The Redwood Symphony opened its 39th season on Saturday, Sept. 23, at the Cañada College Main Theater, with one of its typically appealing and distinctive concerts.
The main work on the program was a 40-minute suite from Sergei Prokofiev’s ballet “Romeo and Juliet.” This consisted of 14 movements or parts of movements selected by music director Eric K, who conducted the program. Because these came from the ballet itself and not from the more commonly played reassembled suites of Prokofiev’s own, the score often jumped from music familiar to listeners of the suites to completely unfamiliar passages and back again, even within one movement.
But the music was full of good Prokofiev tunes whether they were in a familiar setting or not. This was a lively performance on the firm rhythmic platform which ballet music needs. The playing started out somewhat sketchy, but this nonprofessional orchestra quickly picked up the pace, becoming less wobbly and more full of character, particularly in the plentiful conspicuous parts for winds and brass.

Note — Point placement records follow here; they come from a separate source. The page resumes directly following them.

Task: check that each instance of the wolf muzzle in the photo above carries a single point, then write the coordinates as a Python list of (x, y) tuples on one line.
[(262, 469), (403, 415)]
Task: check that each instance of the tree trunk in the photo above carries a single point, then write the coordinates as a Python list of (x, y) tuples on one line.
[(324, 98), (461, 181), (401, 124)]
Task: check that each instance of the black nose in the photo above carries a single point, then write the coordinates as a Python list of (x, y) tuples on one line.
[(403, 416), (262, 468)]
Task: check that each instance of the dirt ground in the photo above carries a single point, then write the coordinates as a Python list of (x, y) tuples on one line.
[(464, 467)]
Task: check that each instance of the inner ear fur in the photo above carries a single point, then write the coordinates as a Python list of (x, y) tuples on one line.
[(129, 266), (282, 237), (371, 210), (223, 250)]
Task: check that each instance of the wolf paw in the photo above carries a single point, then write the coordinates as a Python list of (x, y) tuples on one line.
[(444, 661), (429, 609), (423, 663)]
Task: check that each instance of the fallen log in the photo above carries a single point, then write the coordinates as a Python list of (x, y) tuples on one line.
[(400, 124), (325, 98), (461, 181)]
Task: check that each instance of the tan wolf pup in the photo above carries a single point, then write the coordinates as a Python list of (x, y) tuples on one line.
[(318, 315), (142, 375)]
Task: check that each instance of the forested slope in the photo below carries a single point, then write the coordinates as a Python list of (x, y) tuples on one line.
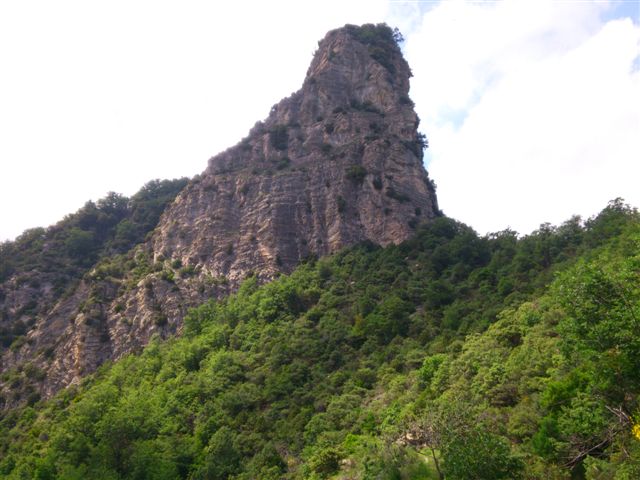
[(450, 355)]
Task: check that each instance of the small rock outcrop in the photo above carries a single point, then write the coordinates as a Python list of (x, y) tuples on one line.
[(337, 163)]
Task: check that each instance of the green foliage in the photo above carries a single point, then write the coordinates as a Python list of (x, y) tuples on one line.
[(508, 357), (381, 41), (356, 173)]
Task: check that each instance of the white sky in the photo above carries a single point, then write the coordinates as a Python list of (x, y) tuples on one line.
[(532, 108)]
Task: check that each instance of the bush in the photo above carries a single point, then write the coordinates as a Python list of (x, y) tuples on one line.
[(356, 173), (279, 137)]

The big and heavy numbers, the “Dance of the Knights” and what’s known in the reassembled suite as “The Death of Tybalt,” were full-bodied and emphatic. In the latter I rather lost track of which of four numbers in this version we were supposed to be in. The program note description turned fuzzy at this point also. In his preconcert talk, Eric K had promised supertitles so listeners could keep up with where the performance was, but there were no supertitles.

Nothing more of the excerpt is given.